From a patient perspective: I have a malignant tumor, and you want to REMOVE it from my body? Sooner rather than later? Yes!

Or... you DON'T want to cut me open in a major surgery with major risks, and instead I could just have invisible and not-too-painful rays target the tumor and kill it without going under the knife? Yes!

That's all pretty rational, from both sides.

pjoshea13 profile image
pjoshea13 in reply to noahware

But the dynamics seem to have changed - in spite of "The Invasion of the Prostate Snatchers" (2010) by Mark Scholz & Ralph Blum. A big variable is the availability of robotic surgery. It takes a lot longer to master, but men might feel that it is safer?

-Patrick

Concernedwife24 profile image
Concernedwife24

What I wonder is why have the rates of aggressive cancers gone up so much?

pjoshea13 profile image
pjoshea13 in reply to Concernedwife24

The U.S. Preventive Services Task Force "is an independent, volunteer panel of national experts in disease prevention and evidence-based medicine" but includes no urologists & no oncologists.

First they recommended that men aged 70 & up not be screened.
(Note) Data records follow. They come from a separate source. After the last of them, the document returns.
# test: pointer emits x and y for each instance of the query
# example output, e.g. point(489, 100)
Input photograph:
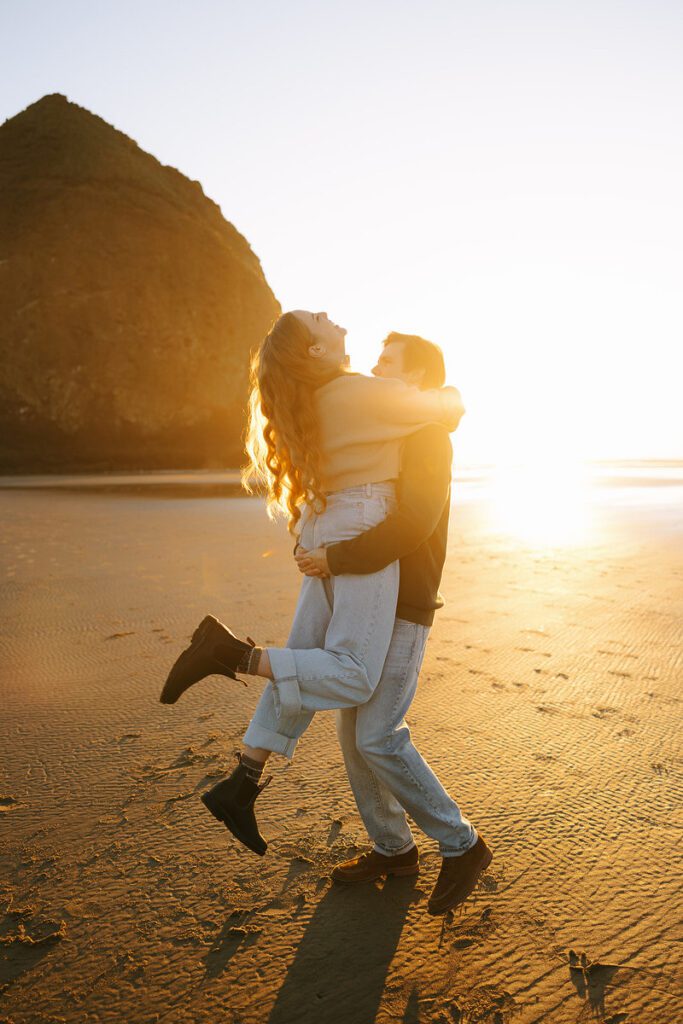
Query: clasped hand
point(312, 562)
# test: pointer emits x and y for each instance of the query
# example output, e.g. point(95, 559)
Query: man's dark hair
point(421, 354)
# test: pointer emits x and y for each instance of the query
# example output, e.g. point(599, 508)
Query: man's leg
point(382, 815)
point(394, 771)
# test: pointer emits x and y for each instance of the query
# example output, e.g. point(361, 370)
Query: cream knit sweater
point(364, 419)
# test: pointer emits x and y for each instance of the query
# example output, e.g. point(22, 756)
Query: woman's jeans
point(346, 651)
point(341, 630)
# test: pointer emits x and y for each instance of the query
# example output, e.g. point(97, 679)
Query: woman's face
point(329, 338)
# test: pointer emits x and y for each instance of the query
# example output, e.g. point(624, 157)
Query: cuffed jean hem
point(394, 853)
point(257, 735)
point(459, 853)
point(286, 692)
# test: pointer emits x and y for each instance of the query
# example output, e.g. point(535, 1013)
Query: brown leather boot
point(458, 878)
point(373, 865)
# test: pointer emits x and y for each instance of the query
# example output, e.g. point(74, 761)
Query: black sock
point(254, 769)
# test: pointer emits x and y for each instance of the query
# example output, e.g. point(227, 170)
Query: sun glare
point(544, 503)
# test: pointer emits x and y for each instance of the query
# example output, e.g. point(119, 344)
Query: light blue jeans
point(387, 773)
point(341, 631)
point(346, 651)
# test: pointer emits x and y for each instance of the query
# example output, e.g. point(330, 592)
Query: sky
point(503, 178)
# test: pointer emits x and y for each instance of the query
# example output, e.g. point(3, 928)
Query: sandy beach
point(549, 705)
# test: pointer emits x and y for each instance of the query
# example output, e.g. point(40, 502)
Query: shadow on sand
point(339, 971)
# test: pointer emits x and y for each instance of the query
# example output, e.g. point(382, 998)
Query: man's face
point(390, 364)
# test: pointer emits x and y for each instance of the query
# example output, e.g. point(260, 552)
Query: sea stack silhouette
point(128, 304)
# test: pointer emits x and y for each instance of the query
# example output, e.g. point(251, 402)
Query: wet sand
point(548, 705)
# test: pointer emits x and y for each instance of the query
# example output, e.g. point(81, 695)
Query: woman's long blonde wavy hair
point(283, 433)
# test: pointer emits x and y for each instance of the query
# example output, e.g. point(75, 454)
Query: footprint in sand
point(605, 712)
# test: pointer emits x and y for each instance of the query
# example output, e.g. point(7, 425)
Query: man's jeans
point(341, 631)
point(388, 775)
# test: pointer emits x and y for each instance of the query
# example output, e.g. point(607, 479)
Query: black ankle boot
point(232, 803)
point(214, 650)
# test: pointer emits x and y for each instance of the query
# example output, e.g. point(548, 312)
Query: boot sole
point(231, 825)
point(408, 869)
point(438, 909)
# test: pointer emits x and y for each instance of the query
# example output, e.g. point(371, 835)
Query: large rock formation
point(128, 304)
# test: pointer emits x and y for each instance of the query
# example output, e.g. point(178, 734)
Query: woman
point(325, 443)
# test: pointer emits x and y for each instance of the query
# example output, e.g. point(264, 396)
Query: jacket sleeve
point(423, 491)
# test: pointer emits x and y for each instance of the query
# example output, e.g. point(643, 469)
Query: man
point(387, 774)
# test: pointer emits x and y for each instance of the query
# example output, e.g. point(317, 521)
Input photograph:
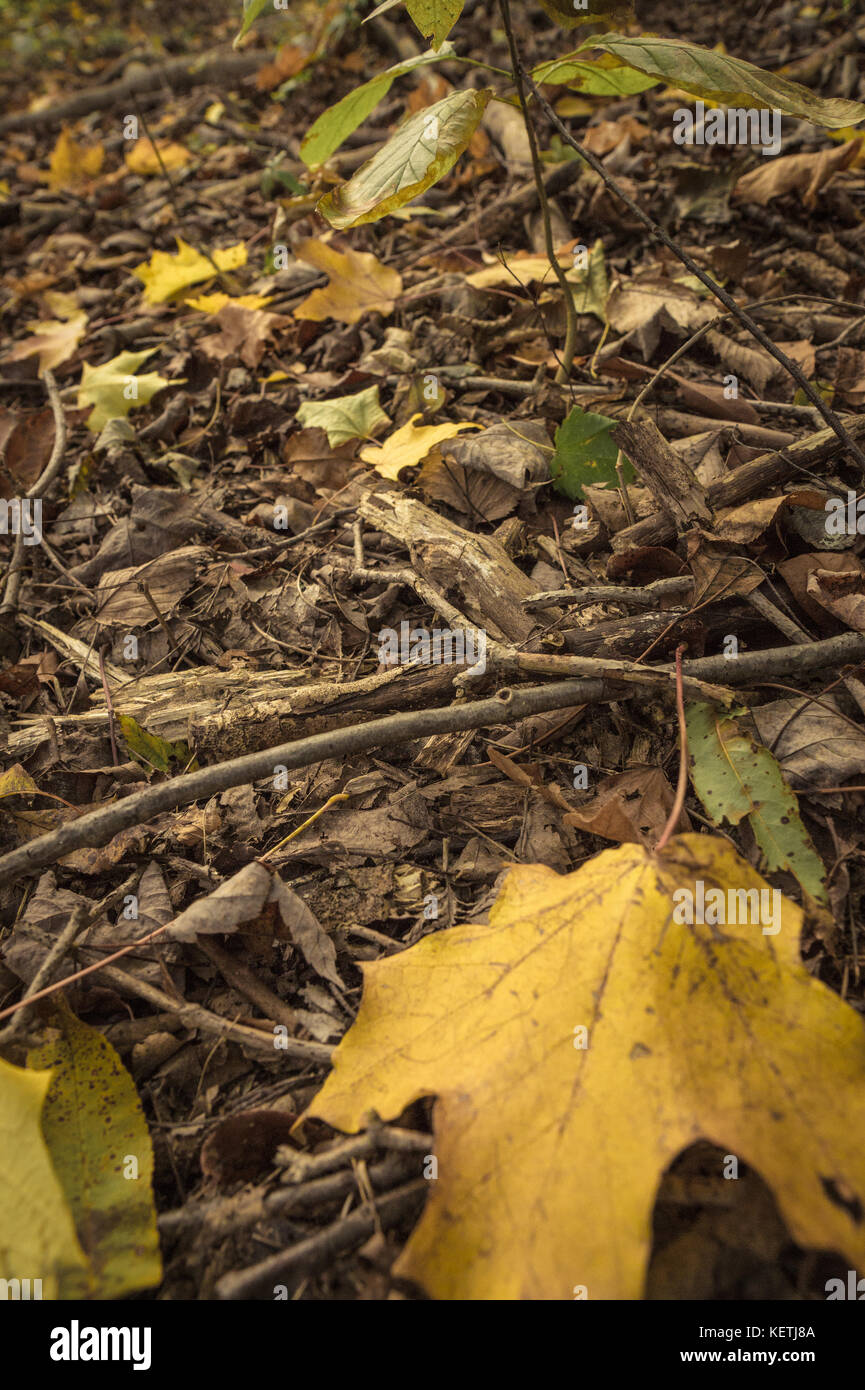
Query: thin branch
point(570, 313)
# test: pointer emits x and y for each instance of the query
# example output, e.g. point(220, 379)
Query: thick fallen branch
point(99, 826)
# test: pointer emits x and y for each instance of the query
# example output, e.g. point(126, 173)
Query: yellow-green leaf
point(166, 274)
point(98, 1137)
point(422, 152)
point(435, 18)
point(345, 417)
point(38, 1236)
point(409, 445)
point(716, 77)
point(579, 1043)
point(340, 120)
point(153, 751)
point(113, 388)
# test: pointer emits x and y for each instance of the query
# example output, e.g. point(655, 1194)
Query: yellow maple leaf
point(74, 164)
point(409, 445)
point(143, 159)
point(212, 303)
point(166, 274)
point(113, 388)
point(358, 284)
point(590, 1033)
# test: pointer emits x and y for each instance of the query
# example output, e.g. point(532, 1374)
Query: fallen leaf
point(409, 445)
point(73, 166)
point(579, 1043)
point(630, 808)
point(736, 777)
point(244, 334)
point(814, 744)
point(805, 174)
point(212, 303)
point(39, 1239)
point(53, 339)
point(98, 1137)
point(143, 157)
point(358, 284)
point(113, 388)
point(345, 417)
point(166, 274)
point(168, 577)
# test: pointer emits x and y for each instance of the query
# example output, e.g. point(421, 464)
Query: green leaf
point(422, 152)
point(716, 77)
point(435, 18)
point(98, 1137)
point(590, 284)
point(338, 121)
point(586, 453)
point(345, 417)
point(251, 14)
point(593, 78)
point(39, 1239)
point(152, 751)
point(734, 776)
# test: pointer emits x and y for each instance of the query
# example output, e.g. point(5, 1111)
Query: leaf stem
point(570, 313)
point(683, 759)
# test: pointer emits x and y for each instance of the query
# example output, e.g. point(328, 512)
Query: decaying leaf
point(358, 282)
point(39, 1239)
point(583, 1040)
point(345, 417)
point(423, 150)
point(113, 388)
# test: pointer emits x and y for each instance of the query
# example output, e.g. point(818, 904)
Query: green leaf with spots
point(340, 120)
point(586, 453)
point(152, 751)
point(716, 77)
point(736, 777)
point(422, 150)
point(98, 1137)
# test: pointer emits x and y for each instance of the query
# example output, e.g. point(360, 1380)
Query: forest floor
point(207, 581)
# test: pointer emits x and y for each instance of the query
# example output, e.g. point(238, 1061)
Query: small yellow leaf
point(358, 284)
point(166, 274)
point(212, 303)
point(113, 388)
point(74, 164)
point(409, 445)
point(142, 157)
point(53, 341)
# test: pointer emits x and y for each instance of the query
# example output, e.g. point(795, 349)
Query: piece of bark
point(490, 587)
point(668, 477)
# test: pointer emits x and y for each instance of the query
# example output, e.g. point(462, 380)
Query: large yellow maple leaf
point(580, 1041)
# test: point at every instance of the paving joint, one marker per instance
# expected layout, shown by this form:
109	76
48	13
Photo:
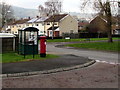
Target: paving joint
48	71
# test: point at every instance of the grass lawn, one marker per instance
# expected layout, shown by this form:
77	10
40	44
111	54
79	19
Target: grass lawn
14	57
98	46
77	40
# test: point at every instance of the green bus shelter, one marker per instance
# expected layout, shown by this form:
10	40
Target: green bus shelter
28	41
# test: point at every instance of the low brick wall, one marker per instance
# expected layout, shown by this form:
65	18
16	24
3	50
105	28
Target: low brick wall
8	44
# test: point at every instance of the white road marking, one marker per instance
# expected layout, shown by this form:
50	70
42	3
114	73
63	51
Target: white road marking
116	63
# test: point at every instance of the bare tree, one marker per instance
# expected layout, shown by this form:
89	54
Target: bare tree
6	13
51	7
104	9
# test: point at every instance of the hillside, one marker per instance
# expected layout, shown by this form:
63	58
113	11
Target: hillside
23	12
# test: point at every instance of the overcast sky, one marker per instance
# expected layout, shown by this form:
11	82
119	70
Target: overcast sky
68	5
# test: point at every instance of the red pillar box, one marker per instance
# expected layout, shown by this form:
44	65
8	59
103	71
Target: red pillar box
42	46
The assumption being that most will not live more than 10 years, even though the life expectancy at age 70 is 14.39 years

Subsequently, they recommended that no man at all be screened - not even a DRE.

Later, they softened that by saying that concerned men should talk with their doctors, but they added this:

"Screening offers a small potential benefit of reducing the chance of death from prostate cancer in some men. However, many men will experience potential harms of screening, including false-positive results that require additional testing and possible prostate biopsy; overdiagnosis and overtreatment; and treatment complications, such as incontinence and erectile dysfunction."

The message to American men was received and while fewer are diagnosed with Gleason 3+3, more are diagnosed at a later stage. Many unscreened men do not know they have PCa until they experience bone pain.